Infer JSON Schema from a Simple XML Element
Learn how a single XML element with text content maps to a JSON Schema property with automatic type inference for strings, numbers, and booleans.
Detailed Explanation
From XML Elements to JSON Schema Properties
The simplest XML-to-JSON-Schema conversion takes a single element with text content and produces a schema with a typed property. The tool examines the actual text value to determine the most specific type.
Example XML
<product>
<name>Widget</name>
<price>29.99</price>
<quantity>100</quantity>
<inStock>true</inStock>
</product>
Generated JSON Schema (Draft 7)
{
"$schema": "http://json-schema.org/draft-07/schema#",
"type": "object",
"properties": {
"product": {
"type": "object",
"properties": {
"name": { "type": "string" },
"price": { "type": "number" },
"quantity": { "type": "integer" },
"inStock": { "type": "boolean" }
}
}
}
}
Type Inference Rules
| XML Text Value | Inferred JSON Schema Type |
|---|---|
Widget |
string |
29.99 |
number (decimal) |
100 |
integer (whole number) |
true / false |
boolean |
How It Works
The converter uses the browser's built-in DOMParser to parse the XML into a DOM tree. It then walks the tree recursively. For each element that contains only text (no child elements), it analyzes the text content to determine the most appropriate JSON Schema type. Whole numbers become integer, decimal numbers become number, the literals true and false become boolean, and everything else defaults to string.

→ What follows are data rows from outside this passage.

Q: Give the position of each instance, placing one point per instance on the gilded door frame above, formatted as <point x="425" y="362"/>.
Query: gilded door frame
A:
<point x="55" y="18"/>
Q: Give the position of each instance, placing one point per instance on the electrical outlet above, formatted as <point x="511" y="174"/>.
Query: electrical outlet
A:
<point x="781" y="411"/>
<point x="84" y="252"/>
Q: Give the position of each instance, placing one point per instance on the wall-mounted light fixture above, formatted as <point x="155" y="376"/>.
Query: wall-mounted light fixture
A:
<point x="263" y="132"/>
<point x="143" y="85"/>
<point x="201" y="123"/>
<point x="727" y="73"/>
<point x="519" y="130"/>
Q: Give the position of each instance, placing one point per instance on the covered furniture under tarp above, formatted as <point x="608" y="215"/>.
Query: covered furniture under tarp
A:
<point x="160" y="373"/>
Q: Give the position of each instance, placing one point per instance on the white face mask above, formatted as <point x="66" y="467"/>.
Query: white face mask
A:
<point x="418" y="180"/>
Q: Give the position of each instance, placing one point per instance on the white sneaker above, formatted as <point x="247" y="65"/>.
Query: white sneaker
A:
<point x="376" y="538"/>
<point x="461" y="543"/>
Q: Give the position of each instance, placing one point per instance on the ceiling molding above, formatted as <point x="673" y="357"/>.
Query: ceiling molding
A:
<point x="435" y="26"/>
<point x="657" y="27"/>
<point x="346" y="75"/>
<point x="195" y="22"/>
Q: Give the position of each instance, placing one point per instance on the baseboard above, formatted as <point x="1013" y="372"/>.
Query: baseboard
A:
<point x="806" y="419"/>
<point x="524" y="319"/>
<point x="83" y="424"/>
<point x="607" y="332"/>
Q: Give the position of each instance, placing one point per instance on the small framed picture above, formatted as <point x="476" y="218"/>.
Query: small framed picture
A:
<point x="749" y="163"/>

The root element becomes the top-level property in the schema, wrapping the entire structure. This mirrors the JSON convention where an XML root element corresponds to a top-level object key.
Use Case
When you receive XML data from an API or configuration file and need to create a JSON Schema for validation. This is common when migrating from XML-based APIs to JSON-based APIs and you need schema definitions for the new format.